Back to the critics: they have a point, or several. Today’s media landscape is very different from the one I joined five decades ago. Respect has certainly declined. Part of this is the general loss of trust suffered by all institutions, from governments to banks to police and courts, and part of it is the changing social landscape. In the 1970s mainstream media were the gatekeepers of news and information to the community. The rise of social media this century terminated that, with consequences both good and bad. The good includes the ability to bypass mainstream agenda-setting, while the bad is exactly the same: the ability to bury one- self in echo chambers of one’s liking and the ability to dispute anything, however ignorantly. Anyone with a mobile phone can make a public statement.

But the mainstream media have also contributed to their own decline. Newspapers in the 1970s were ‘papers of record’, trying to cover everything of importance to the community but no Australian outlet attempts that today. This means more agendas.

Allied to that is the catastrophic loss of revenue wrought by the internet and social media titans. The Age in the 1980s, fuelled by the ‘rivers of gold’ (classified advertising) often had 300-page Saturday papers. This allowed staff numbers and coverage unimaginable today. If I filed a story in 1981, it would have been read by the copy taster (assessing its value), the news or section editor, the layout sub-editor who put it on the page, the sub-editor, a check sub, a proof reader, the night editor and a final page-proof read by a sub-editor. That’s a lot of eyes to pick up errors or lacunae. Today it might be read by the section editor and a sub-editor, spell checked, and posted online before appearing in print. Naturally many errors of fact, spelling and grammar slip through, and readers notice.

Even more damaging is the rise of activist journalists.

At journalism school I was taught that my own views play no part in news coverage; news and opinion should be clearly distinguished. Today many writers see no impediment to shaping their stories to reflect their own biases.
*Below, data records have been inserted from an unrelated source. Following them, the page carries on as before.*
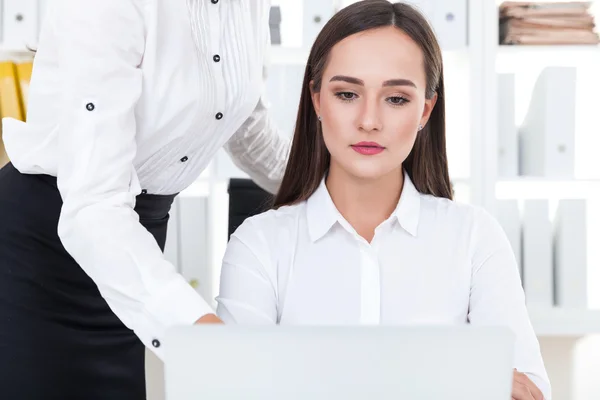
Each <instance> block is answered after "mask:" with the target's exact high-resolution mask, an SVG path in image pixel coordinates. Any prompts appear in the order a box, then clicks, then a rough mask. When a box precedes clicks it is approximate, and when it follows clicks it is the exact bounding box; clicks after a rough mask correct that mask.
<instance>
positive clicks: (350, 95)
mask: <svg viewBox="0 0 600 400" xmlns="http://www.w3.org/2000/svg"><path fill="white" fill-rule="evenodd" d="M335 95H336V97H338V98H340V99H342V100H344V101H352V100H354V99H356V94H355V93H352V92H338V93H336V94H335Z"/></svg>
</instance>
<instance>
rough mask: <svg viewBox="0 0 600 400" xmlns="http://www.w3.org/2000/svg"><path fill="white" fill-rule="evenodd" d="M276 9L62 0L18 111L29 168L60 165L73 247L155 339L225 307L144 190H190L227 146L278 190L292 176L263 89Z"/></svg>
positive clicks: (60, 221) (72, 246)
mask: <svg viewBox="0 0 600 400" xmlns="http://www.w3.org/2000/svg"><path fill="white" fill-rule="evenodd" d="M269 8H270V1H267V0H235V1H230V0H102V1H82V0H53V1H51V2H49V5H48V10H47V14H46V18H45V21H44V24H43V27H42V33H41V38H40V42H39V45H38V52H37V54H36V57H35V63H34V70H33V77H32V80H31V88H30V95H29V103H28V116H27V123H23V122H20V121H16V120H11V119H8V120H4V141H5V146H6V150H7V153H8V156H9V158H10V159H11V161H12V162H13V164H14V165H15V167H16V168H17V169H18V170H19V171H21V172H22V173H27V174H49V175H53V176H57V177H58V186H59V190H60V193H61V196H62V198H63V201H64V205H63V209H62V213H61V216H60V222H59V226H58V233H59V236H60V238H61V240H62V242H63V244H64V246H65V248H66V249H67V251H68V252H69V253H70V254H71V255H72V256H73V258H74V259H75V260H76V261H77V262H78V263H79V264H80V265H81V267H82V268H83V269H84V270H85V272H86V273H88V275H90V276H91V277H92V278H93V279H94V281H95V282H96V283H97V285H98V287H99V289H100V292H101V293H102V295H103V296H104V298H105V299H106V300H107V302H108V304H109V305H110V307H111V308H112V309H113V310H114V312H115V313H116V314H117V316H118V317H119V318H120V319H121V320H122V321H123V322H124V323H125V324H126V325H127V326H128V327H129V328H131V329H133V330H134V331H135V332H136V334H137V335H138V336H139V337H140V338H141V340H142V341H143V342H144V343H145V344H146V345H147V346H151V344H154V346H155V347H156V346H159V344H160V339H161V338H162V337H163V335H164V332H165V330H166V329H167V328H169V327H170V326H173V325H177V324H191V323H193V322H194V321H196V320H197V319H198V318H199V317H200V316H202V315H204V314H206V313H208V312H211V309H210V307H209V305H208V304H207V303H206V302H205V301H204V300H203V299H202V298H201V297H200V296H199V295H198V294H197V293H196V291H195V290H194V289H193V288H191V286H190V285H189V284H188V283H187V282H186V281H185V280H184V278H183V277H181V276H180V275H179V274H178V273H177V272H176V269H175V267H174V266H173V265H171V264H170V263H169V262H168V261H167V260H166V259H165V258H164V256H163V254H162V253H161V251H160V249H159V247H158V246H157V244H156V242H155V241H154V238H153V237H152V236H151V235H150V233H148V232H147V231H146V229H144V227H142V225H141V224H140V223H139V221H138V216H137V214H136V213H134V212H133V208H134V206H135V197H136V195H138V194H140V193H142V192H147V193H150V194H173V193H177V192H180V191H182V190H183V189H185V188H186V187H187V186H189V185H190V184H191V183H192V182H194V180H196V179H197V178H198V176H199V175H200V174H201V172H202V170H203V169H204V168H205V167H206V166H207V164H208V163H209V162H210V160H211V158H212V157H213V156H214V155H215V153H216V152H217V151H218V150H219V149H220V148H221V147H223V146H224V147H225V149H226V150H227V151H228V152H229V153H230V154H231V155H232V156H233V159H234V161H235V163H236V164H237V165H238V166H239V167H241V168H242V169H243V170H245V171H246V172H247V173H248V174H249V175H250V176H251V177H252V178H253V179H254V180H255V181H256V182H257V183H258V184H259V185H261V186H262V187H264V188H266V189H268V190H270V191H275V190H276V188H277V186H278V182H279V181H280V179H281V176H282V174H283V170H284V167H285V162H286V158H287V150H288V140H287V139H284V138H283V136H281V137H280V136H279V135H278V133H277V131H276V129H275V127H274V126H273V124H272V123H271V121H270V120H269V118H268V117H267V112H266V107H265V103H264V102H263V100H262V98H261V94H262V91H263V78H264V73H265V61H266V59H267V57H268V50H269V48H270V38H269V25H268V16H269ZM155 351H156V352H157V353H158V354H159V356H160V355H161V349H160V348H157V349H155Z"/></svg>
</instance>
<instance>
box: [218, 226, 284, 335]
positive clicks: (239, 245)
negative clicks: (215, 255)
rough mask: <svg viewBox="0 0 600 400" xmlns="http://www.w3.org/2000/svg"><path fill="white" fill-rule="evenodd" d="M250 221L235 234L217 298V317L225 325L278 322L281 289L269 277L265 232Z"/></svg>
mask: <svg viewBox="0 0 600 400" xmlns="http://www.w3.org/2000/svg"><path fill="white" fill-rule="evenodd" d="M254 221H255V218H251V219H247V220H246V221H244V222H243V223H242V225H240V227H239V228H238V229H237V230H236V231H235V233H234V234H233V235H231V239H230V241H229V244H228V245H227V250H226V251H225V256H224V258H223V265H222V268H221V284H220V291H219V296H217V299H216V300H217V304H218V305H217V315H218V316H219V318H221V319H222V320H223V321H224V322H225V323H236V324H250V325H264V324H267V325H268V324H275V323H277V290H276V285H275V284H274V283H273V282H274V279H273V278H272V276H271V275H272V274H269V270H270V268H269V265H270V261H269V260H270V257H271V254H272V249H269V246H268V245H267V241H266V240H265V237H264V232H265V230H264V229H261V228H260V227H259V226H257V224H254V223H253V222H254Z"/></svg>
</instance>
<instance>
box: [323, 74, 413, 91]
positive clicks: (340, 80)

Young activist journalists in mainstream media tend to favour the causes of the left, assuming their own moral rectitude. Agendas of the right are equally present but more open and institutional – Sky After Dark’s main purpose is to combat the left in today’s culture wars.

As religion reporter, I was proud that readers could not discern my position (I was often asked), though it emerged once I began writing opinion articles. A striking contrast to this approach came last November when some 300 Australian journalists signed an open letter about reporting on Gaza, accusing mainstream media of being pro-Israel, condemning Israel without a word of criticism of Hamas, and providing a deeply tendentious account of the historical ‘context’.

They apparently saw no conflict between journalistic integrity and a highly partisan stance, which Denis Muller – a Senior Research Fellow at Melbourne University’s Centre for Advancing Journalism and former night editor at The Age – said called into question their impartiality and journalistic ethics. Nine management responded by saying signatories could not be involved in covering the conflict – in my view, the right response.

How can one tread through this quagmire?

Only by reading widely and carefully across the spectrum. Being fortunate to have time to read, I subscribe to The Spectator Australia, The Australian, the Herald Sun, The Age/SMH, The New York Times, The New Yorker, Foreign Affairs and at least a dozen daily news emails. This enables me to be utterly confused about everything – but in an impartial way.